The compensation amounts up to 67 percent of the net shortfall for the employee (but not more than EUR 2,016 per month) and will be granted up to a maximum of six weeks. Such claim does not exist during school holidays.
Please note that the employer is obligated to pay out the compensation to the employee, but is entitled to reclaim any salary paid out to such employee.
7. What to watch out for when employees are working from home?
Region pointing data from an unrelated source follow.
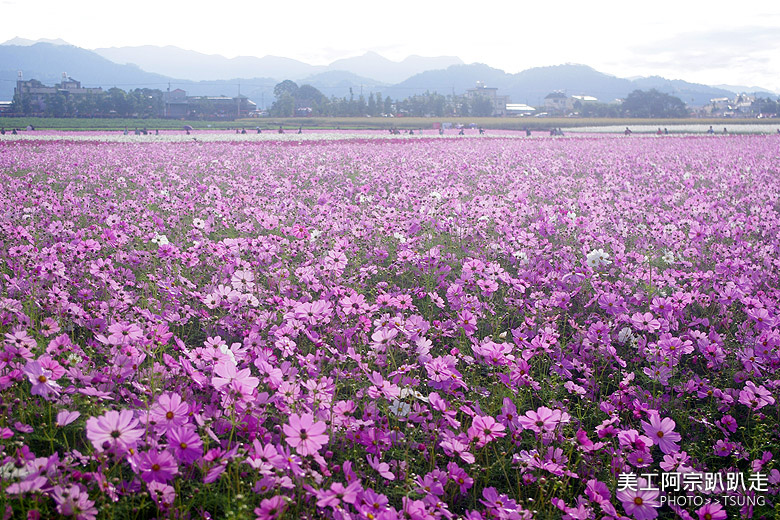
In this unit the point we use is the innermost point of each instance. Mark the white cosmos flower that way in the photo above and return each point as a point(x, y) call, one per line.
point(160, 240)
point(597, 258)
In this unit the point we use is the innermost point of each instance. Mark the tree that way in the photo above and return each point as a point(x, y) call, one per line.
point(286, 87)
point(653, 104)
point(481, 106)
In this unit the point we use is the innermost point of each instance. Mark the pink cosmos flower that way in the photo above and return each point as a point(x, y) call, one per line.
point(383, 468)
point(162, 494)
point(305, 434)
point(640, 502)
point(543, 420)
point(169, 412)
point(755, 397)
point(155, 466)
point(65, 417)
point(185, 443)
point(74, 502)
point(662, 433)
point(116, 430)
point(227, 372)
point(485, 429)
point(271, 508)
point(41, 379)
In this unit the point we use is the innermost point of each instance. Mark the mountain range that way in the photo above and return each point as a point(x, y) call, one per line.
point(204, 74)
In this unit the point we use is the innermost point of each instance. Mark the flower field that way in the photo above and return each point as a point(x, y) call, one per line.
point(478, 328)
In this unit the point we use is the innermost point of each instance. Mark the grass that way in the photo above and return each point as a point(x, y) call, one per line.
point(352, 123)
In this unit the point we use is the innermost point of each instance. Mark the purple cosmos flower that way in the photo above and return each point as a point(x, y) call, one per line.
point(305, 434)
point(117, 431)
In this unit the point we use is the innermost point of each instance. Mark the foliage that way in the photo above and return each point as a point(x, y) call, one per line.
point(652, 103)
point(389, 329)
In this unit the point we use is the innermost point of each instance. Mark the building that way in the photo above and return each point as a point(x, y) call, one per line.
point(556, 102)
point(521, 109)
point(175, 104)
point(491, 93)
point(37, 94)
point(178, 105)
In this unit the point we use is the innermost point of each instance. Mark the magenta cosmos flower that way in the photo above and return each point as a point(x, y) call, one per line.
point(662, 432)
point(41, 380)
point(543, 420)
point(116, 430)
point(169, 412)
point(305, 434)
point(156, 466)
point(485, 429)
point(640, 502)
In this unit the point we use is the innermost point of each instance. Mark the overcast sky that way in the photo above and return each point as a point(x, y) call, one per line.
point(712, 42)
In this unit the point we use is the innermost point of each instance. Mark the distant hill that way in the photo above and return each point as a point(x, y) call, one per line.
point(742, 89)
point(456, 78)
point(195, 66)
point(256, 77)
point(372, 65)
point(26, 43)
point(691, 93)
point(180, 63)
point(337, 83)
point(47, 62)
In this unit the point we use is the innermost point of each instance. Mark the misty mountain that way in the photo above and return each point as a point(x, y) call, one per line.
point(192, 65)
point(338, 83)
point(456, 78)
point(742, 89)
point(47, 62)
point(195, 66)
point(256, 77)
point(691, 93)
point(532, 85)
point(26, 43)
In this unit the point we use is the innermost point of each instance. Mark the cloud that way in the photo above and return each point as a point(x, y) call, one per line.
point(703, 50)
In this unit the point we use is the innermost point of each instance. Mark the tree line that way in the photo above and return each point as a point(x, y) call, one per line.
point(306, 100)
point(115, 102)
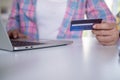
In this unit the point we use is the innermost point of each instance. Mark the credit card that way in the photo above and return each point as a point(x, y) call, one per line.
point(79, 25)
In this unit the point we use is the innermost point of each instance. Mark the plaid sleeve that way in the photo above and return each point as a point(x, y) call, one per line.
point(98, 9)
point(13, 21)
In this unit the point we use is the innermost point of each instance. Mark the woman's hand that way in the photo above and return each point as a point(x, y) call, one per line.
point(15, 34)
point(106, 33)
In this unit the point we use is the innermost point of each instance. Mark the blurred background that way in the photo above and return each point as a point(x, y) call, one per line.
point(114, 5)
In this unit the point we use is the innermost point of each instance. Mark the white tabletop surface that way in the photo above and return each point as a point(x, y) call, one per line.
point(85, 59)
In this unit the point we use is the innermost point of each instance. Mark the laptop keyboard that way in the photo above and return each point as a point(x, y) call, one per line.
point(24, 43)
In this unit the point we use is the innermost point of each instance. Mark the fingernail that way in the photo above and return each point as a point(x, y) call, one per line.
point(94, 26)
point(15, 36)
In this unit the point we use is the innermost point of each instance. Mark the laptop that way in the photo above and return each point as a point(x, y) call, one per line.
point(19, 44)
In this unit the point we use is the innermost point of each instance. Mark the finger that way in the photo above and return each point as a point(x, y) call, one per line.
point(20, 35)
point(104, 26)
point(103, 32)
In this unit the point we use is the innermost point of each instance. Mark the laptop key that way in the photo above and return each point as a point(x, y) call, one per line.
point(24, 43)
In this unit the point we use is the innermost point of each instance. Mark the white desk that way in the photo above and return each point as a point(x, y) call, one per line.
point(85, 59)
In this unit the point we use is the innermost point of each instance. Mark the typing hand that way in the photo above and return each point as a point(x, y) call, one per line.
point(15, 34)
point(106, 33)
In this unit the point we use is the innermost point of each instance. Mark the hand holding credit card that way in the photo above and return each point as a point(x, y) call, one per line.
point(79, 25)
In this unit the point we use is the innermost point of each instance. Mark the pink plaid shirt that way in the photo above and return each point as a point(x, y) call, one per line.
point(23, 16)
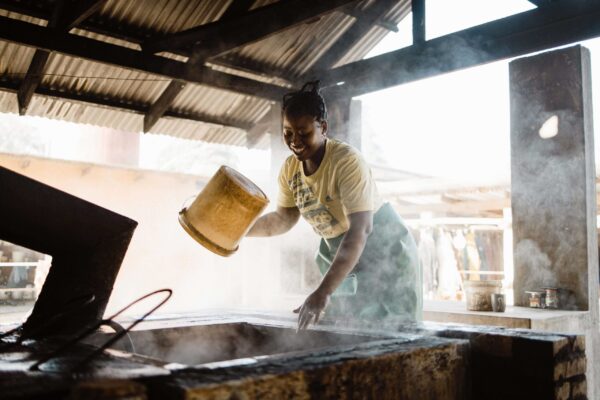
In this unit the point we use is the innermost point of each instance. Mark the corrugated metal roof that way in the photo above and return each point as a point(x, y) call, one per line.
point(293, 52)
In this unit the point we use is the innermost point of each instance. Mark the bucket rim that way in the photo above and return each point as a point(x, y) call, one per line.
point(263, 196)
point(200, 238)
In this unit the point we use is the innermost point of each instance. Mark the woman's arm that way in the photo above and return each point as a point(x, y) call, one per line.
point(348, 254)
point(275, 223)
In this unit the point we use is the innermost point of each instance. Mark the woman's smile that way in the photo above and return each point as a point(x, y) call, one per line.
point(304, 136)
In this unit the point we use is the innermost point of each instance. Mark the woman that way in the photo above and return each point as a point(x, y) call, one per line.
point(367, 256)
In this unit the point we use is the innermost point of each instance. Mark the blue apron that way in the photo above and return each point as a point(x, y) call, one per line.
point(386, 282)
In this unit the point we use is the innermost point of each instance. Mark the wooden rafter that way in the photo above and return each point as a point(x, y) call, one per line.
point(63, 18)
point(221, 36)
point(78, 46)
point(558, 23)
point(363, 24)
point(381, 22)
point(418, 12)
point(122, 31)
point(103, 100)
point(167, 97)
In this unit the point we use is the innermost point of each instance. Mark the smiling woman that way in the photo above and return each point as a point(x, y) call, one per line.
point(367, 256)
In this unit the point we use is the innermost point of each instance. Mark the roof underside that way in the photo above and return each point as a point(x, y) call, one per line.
point(89, 91)
point(211, 69)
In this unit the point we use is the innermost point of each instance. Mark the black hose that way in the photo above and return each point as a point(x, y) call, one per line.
point(93, 328)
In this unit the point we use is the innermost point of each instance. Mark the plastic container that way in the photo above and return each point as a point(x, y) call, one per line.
point(479, 294)
point(223, 211)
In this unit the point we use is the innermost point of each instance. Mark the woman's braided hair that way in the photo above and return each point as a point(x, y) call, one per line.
point(306, 101)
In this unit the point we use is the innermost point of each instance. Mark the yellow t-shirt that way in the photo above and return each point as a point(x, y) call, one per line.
point(342, 185)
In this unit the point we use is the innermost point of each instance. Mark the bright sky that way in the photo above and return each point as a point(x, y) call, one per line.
point(455, 125)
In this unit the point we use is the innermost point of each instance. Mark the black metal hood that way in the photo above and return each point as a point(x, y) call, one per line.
point(87, 244)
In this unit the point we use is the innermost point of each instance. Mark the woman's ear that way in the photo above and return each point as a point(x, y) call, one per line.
point(324, 127)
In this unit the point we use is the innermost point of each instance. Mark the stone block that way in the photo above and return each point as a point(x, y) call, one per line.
point(562, 391)
point(576, 367)
point(579, 390)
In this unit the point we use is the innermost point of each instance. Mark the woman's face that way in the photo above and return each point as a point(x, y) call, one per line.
point(304, 135)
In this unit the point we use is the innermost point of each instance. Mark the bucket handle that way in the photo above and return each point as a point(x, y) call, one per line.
point(186, 203)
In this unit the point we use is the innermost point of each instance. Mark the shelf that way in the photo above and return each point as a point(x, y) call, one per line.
point(20, 264)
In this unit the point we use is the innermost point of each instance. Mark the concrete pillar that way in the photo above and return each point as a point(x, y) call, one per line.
point(554, 188)
point(344, 117)
point(553, 176)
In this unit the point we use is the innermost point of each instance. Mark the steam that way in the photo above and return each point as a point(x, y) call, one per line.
point(532, 258)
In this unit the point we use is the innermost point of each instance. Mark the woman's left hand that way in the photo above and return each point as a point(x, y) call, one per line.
point(313, 308)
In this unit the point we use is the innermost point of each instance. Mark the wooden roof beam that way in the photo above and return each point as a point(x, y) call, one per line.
point(131, 34)
point(167, 97)
point(221, 36)
point(36, 36)
point(556, 24)
point(63, 18)
point(381, 22)
point(418, 14)
point(116, 103)
point(363, 24)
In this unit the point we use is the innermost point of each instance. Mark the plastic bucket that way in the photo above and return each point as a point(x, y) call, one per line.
point(223, 211)
point(479, 294)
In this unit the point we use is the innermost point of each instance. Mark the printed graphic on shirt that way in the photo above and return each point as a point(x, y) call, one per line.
point(307, 202)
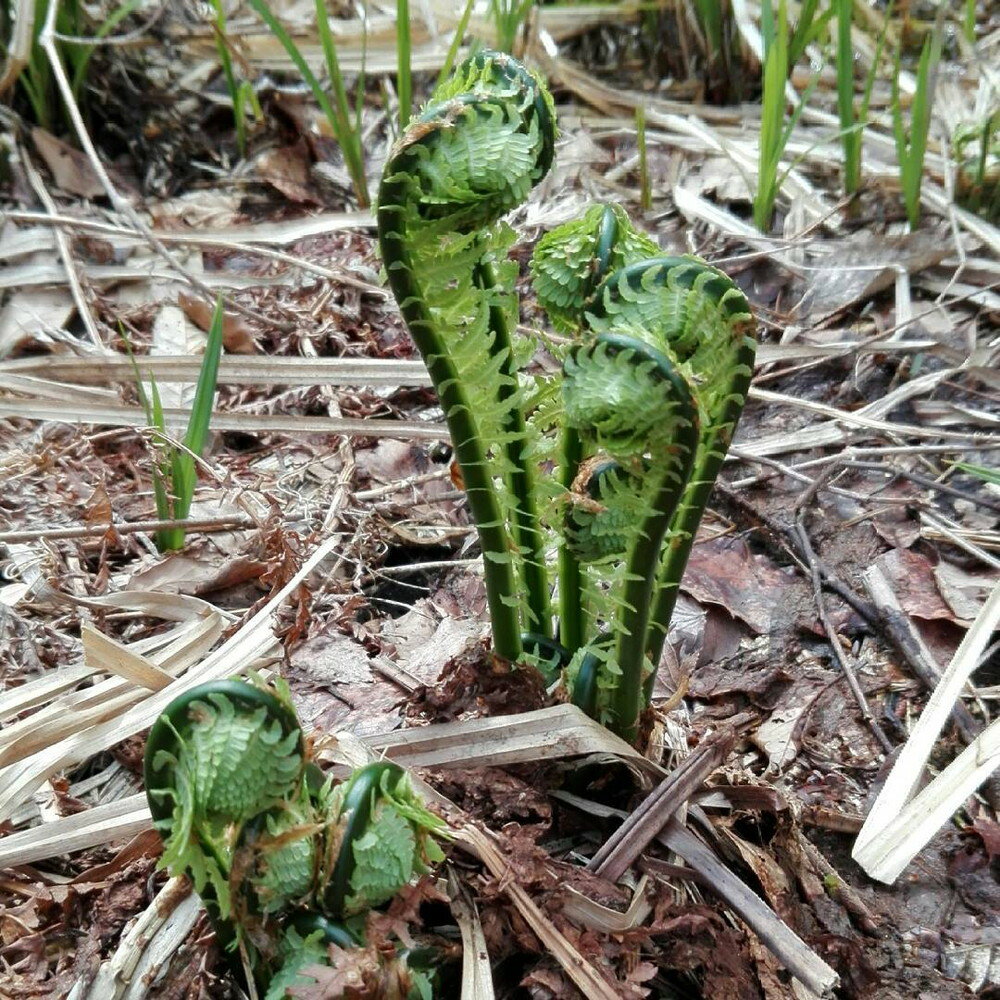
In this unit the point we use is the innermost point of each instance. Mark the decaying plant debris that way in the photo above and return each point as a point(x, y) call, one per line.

Working from home is one of the first measures employers chose in order to protect their employees’ health and to ensure business continuity. However, working from home may raise several concerns from an employment law perspective, especially regarding work safety, confidentiality and employee data protection regulations. In addition, the employer has to provide the employee with all the work equipment that is required for home office (laptop, monitor, phone etc.).
In particular, the employer has to create the work place in a way that minimizes hazards for physical and mental health as far as possible. This applies as well to the workplace at home. The employer must take appropriate measures to ensure the employees’ physical and mental health while they are working from home.
Besides work safety issues, the employer should instruct his employees working remotely to reiterate the ongoing obligations to confidentiality regarding work-related materials, regardless where work is performed. The employer must also consider data protection regulations. As the “responsible body” within the meaning of the General Data Protection Regulation (GDPR), the employer is responsible for compliance with the relevant data protection provisions and is, therefore, liable vis-à-vis his customers and suppliers for any data protection violations that occur within its area of responsibility.